Aynı yıl patent almış. Milli Eğitim Talim Terbiye Kurulundan da uygundur onayı... Ancak Ders Araçları Yapım Merkezleri destek vermemiş. Zaten devletin destek mekanizması yok. Buluşlar sahipsiz, buluşları yapanlar da buluşlarıyla mezara giden insanlar oluyorlar diyor. Daha 40 projesi olan Dünek, ezberci sistemi bozacak projeler geliştirmeye inatla devam edeceğini söylüyor.
Soba dumanından sıcak su
Yarışma için Sakaryadan gelen Aldülmelik Ceylan, geçtiğimiz yıl öğretmenlikten emekli olunca güneş enerjisi sistemleri satış ve montaj işine girmiş. Kış aylarında güneş enerjisi satmakta zorlanınca, kışın bunu nasıl satarım diye düşünmeye başlamış. Maketini de hazırladığı kazan baca buluşu, bu düşünmelerin sonucunda ortaya çıkmış.
Bu sistem, evde yakılan sobanın bacadan çıkan sıcak dumanını sıcak suya çevirerek güneş enerjisiyle entegre yapıyor. Güneş olsun olmasın; sobanız yanıyorsa, evinizde sıcak suyunuz hazırdır diyen Ceylan, kazan baca sistemini kendi evinde hayata geçirmiş bile.
Ceylanın buluşları bununla sınırlı değil. Örneğin Erke şirketinin meşhur dönergeçini ta 79larda icat ettiğini, ancak yeterli desteği alamadığı için geliştiremediğini söylüyor. Dönergeç, yerin çekim kuvvetini enerjiye çevireceğini iddia ediyor. Ben de inanıyorum. Akla gelen dile gelir, dile gelen ele gelir diye bir söz var. Eğer insanoğlu bunu düşünebilmişse, demek ki bir gün amacına ulaşacaktır.
Ve diğerleri...
32 yaşındaki Kemal Sıvacı, elektronik teknisyeni.
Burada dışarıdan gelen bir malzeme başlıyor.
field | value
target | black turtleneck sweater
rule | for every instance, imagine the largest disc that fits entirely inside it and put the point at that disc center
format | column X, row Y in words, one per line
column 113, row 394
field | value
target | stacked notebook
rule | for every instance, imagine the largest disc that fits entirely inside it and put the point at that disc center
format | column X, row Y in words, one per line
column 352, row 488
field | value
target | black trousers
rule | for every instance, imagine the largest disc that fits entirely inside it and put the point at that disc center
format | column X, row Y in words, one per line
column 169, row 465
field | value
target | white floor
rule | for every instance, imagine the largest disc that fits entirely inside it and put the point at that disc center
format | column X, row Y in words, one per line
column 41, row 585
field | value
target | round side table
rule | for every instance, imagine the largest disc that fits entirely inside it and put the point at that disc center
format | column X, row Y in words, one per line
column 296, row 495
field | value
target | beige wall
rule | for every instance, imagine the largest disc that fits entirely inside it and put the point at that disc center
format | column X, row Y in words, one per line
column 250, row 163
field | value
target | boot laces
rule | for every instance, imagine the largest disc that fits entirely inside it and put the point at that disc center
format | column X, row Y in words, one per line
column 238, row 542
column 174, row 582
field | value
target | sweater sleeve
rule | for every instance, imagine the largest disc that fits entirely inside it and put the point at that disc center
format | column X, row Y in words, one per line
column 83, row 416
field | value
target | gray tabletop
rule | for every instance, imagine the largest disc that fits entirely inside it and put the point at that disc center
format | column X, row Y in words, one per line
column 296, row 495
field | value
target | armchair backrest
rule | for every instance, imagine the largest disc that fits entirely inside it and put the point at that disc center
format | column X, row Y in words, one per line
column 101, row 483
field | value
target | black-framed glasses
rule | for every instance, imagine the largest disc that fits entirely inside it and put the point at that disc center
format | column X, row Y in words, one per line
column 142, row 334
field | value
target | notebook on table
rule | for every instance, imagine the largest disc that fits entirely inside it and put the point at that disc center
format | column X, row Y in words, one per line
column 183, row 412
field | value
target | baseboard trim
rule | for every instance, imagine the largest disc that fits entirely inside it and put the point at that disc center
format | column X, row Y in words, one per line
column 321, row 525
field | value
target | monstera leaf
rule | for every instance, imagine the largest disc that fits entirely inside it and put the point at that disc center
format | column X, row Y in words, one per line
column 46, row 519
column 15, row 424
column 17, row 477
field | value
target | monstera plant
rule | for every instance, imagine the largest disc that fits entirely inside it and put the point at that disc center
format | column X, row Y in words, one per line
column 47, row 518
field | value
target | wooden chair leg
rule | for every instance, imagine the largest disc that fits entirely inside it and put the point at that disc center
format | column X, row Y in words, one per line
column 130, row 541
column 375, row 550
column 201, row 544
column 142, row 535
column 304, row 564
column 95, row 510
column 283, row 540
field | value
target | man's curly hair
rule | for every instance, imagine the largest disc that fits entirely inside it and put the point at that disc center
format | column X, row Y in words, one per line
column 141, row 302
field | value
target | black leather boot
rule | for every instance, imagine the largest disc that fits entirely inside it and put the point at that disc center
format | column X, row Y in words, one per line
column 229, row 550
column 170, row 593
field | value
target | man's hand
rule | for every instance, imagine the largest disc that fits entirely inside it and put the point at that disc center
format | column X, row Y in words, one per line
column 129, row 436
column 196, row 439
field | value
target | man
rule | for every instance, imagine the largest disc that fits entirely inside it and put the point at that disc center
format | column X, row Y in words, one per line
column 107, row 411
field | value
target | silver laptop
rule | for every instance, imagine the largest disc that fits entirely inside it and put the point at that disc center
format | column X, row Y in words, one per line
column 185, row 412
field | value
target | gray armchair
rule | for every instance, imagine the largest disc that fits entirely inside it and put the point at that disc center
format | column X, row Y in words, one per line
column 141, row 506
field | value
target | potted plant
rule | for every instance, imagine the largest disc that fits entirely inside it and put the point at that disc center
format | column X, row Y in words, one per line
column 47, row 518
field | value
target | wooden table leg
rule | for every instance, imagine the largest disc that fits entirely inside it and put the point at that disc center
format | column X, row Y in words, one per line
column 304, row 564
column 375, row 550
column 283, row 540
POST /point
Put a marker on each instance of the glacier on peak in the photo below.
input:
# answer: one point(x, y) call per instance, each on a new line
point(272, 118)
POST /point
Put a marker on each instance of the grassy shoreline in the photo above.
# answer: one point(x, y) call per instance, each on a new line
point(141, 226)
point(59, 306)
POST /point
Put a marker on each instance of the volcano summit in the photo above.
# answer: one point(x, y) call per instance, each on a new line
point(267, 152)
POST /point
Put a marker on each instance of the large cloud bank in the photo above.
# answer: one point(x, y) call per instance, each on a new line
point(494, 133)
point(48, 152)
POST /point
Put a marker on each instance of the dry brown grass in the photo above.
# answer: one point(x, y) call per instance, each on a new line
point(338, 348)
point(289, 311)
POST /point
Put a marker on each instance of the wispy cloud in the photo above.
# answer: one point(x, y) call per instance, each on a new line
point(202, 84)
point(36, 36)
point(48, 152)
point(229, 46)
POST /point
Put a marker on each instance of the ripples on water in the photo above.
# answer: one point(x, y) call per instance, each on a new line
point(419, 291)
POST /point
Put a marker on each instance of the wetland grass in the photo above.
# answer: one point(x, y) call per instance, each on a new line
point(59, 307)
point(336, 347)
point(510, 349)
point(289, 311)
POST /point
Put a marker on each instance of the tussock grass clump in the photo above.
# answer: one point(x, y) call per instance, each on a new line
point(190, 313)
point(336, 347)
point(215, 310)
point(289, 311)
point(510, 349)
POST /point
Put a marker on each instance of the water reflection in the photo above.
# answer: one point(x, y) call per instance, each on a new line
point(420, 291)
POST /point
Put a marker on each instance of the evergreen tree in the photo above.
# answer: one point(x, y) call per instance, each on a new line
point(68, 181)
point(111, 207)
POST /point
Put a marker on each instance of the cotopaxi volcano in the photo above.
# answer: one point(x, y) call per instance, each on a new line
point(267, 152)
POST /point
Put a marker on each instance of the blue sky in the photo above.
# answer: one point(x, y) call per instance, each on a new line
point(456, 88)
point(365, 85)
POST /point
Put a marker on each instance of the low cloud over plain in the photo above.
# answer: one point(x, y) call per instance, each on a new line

Baz istasyonlarından yayılan elektromanyetik radyasyonu kesen ve o radyasyonu elektrik akımına çeviren cep telefonu kapağı buluşunu göstermek üzere, Ağrı Doğubeyazıttan gelmiş. 450 buluşu olduğunu belirten Sıvacı, Maddi desteği bırakın, Türkiyede mucitlerin şevkleri kırılıyor. Çevremiz, önümüzü açacağına Bu ne işe yarar ki deyip küçümsüyor diyor.
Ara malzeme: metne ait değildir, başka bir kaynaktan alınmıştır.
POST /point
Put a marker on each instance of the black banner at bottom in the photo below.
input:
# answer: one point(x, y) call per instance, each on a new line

Yarışma için Çorludan gelen Fedai Zehir, salondaki bir dokun bin ah işit mucitlerden. Normal bir aracın yaktığı benzinin yüzde 20sini kullanarak aynı mesafeyi almasını sağlayan icadını pratiğe geçirmek için 100 bin YTLye ihtiyacı olduğunu söyleyen 28 yaşındaki Zehir, bir tekstil fabrikasında makine operatörü olarak çalışıyor. Çocukluğumdan beri uğraşırım ama ne ailemden ne çevremden destek gördüm. Yarışmaya geldim, çünkü ümitsizim. Devlet hiçbir destek sağlamıyor. Amerikan filmlerinde Superman vardır; dünyayı kurtarır ama dünyayı kurtaracak olan mucitler, Einstein gibi beyinler.